A higher ef_construction value allows the algorithm to consider more candidates, potentially improving the quality of the index. However, it also slows down the index building process, as more candidates mean more distance calculations.
Choosing the right values
In most cases, you’ll need to experiment to find the best values for your specific use case. However, general guidelines suggest:
– Smaller `m` values are better for lower-dimensional data or when you require lower recall.
– Larger `m` values are useful for higher-dimensional data or when high recall is important.
– Increasing `ef_construction` beyond a certain point offers diminishing returns on index quality but will continue to slow down index construction.

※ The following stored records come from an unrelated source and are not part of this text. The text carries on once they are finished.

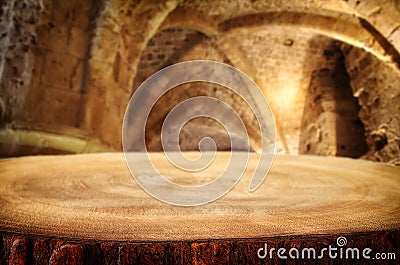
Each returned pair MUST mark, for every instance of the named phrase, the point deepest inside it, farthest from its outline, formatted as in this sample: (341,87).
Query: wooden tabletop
(93,196)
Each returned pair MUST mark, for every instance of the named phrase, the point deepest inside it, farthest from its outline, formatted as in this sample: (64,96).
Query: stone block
(78,42)
(54,107)
(57,38)
(62,71)
(105,45)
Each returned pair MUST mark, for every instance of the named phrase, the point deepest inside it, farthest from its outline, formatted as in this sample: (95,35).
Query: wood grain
(64,207)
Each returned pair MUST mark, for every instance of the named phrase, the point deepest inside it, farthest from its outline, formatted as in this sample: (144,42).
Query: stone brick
(61,12)
(57,38)
(105,45)
(54,107)
(78,42)
(62,71)
(80,12)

By understanding and carefully choosing these parameters, you can effectively balance the trade-offs between index quality, query speed, and resource usage.

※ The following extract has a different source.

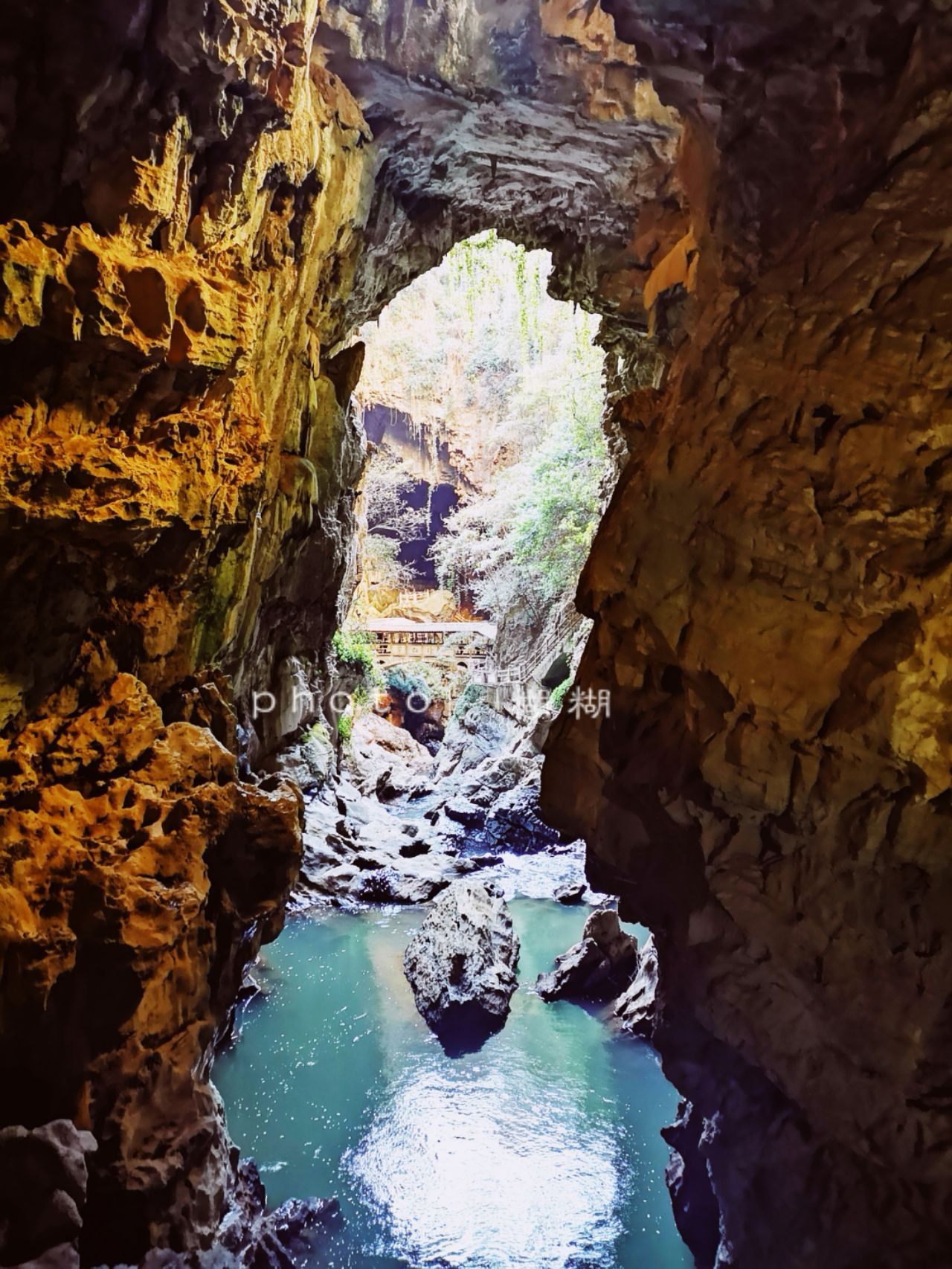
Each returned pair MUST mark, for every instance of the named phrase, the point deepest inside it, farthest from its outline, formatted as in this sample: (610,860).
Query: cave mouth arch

Vector similarity search with HNSW
SET hnsw.ef_search = 16;
SELECT word FROM words
ORDER BY embedding <=> ‘[-0.7715, -0.7300, -0.5986, -0.4908, -0.4454]’ LIMIT 1;
The above query sets ef_search parameter and returns the query vectors k approximate nearest neighbors.
ef_search – Candidate list size during search
HNSW creates a hierarchical graph where each node is a vector, and edges connect nearby (similar) nodes. When searching for the nearest neighbors of a query vector, the algorithm navigates this graph. The parameter `ef_search` controls the size of the dynamic list used during the search process.

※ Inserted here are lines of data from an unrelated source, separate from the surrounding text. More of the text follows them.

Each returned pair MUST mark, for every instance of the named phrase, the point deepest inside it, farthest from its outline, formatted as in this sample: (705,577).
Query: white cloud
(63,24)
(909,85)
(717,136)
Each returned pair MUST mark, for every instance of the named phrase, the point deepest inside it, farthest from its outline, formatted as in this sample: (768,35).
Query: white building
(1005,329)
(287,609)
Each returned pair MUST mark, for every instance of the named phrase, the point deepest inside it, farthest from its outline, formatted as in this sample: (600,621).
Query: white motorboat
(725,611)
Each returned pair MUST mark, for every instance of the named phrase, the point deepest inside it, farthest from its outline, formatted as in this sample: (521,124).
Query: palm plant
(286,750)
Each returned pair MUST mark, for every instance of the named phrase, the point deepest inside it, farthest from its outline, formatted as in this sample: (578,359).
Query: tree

When you set `ef_search`, you’re specifying the size of the “beam” or the “priority queue” used during the search. It determines how many candidate vectors the algorithm will consider at each step while navigating the graph.
Trade-offs:
- Higher ef_search: Increases the search accuracy because the algorithm considers more candidate nodes. However, this also increases the search time since more nodes are being evaluated.
- Lower ef_search: Speeds up the search but might decrease accuracy. The algorithm might miss some closer nodes because it’s considering fewer candidates.
HNSW Pros and Cons
While speed with a high level of accuracy are the main advantage of HNSW, which helps Postgres-powered LLM applications scale to millions of users, the index is resource intensive. You would typically need more RAM and configure the `maintenance_work_mem` for larger datasets.
Advantages
- Speed: HNSW is significantly faster than traditional methods like IVF.
- High Recall: HNSW provides a high recall rate, meaning it’s more likely to return the most relevant results.
- Scalability: HNSW scales well with the size of the dataset.
Disadvantages
- Approximate Results: The algorithm provides approximate, not exact, results.
- Resource-Intensive Indexing: Creating an HNSW index can be resource-intensive, especially for large datasets.
- Complexity: The algorithm’s parameters can be tricky to tune for optimal performance.
Conclusion
Vectors have revolutionized how we handle and interpret data in AI. With pgvector and its integration of the HNSW algorithm in Postgres, developers now have an efficient tool to make AI applications even more responsive and accurate. While HNSW offers impressive speed, it’s essential to understand its trade-offs, especially when dealing with extensive datasets.
We genuinely hope pgvector becomes a valuable asset in your development toolkit. Your feedback is crucial for its continuous improvement. Enjoy exploring its capabilities and do share your experiences with us!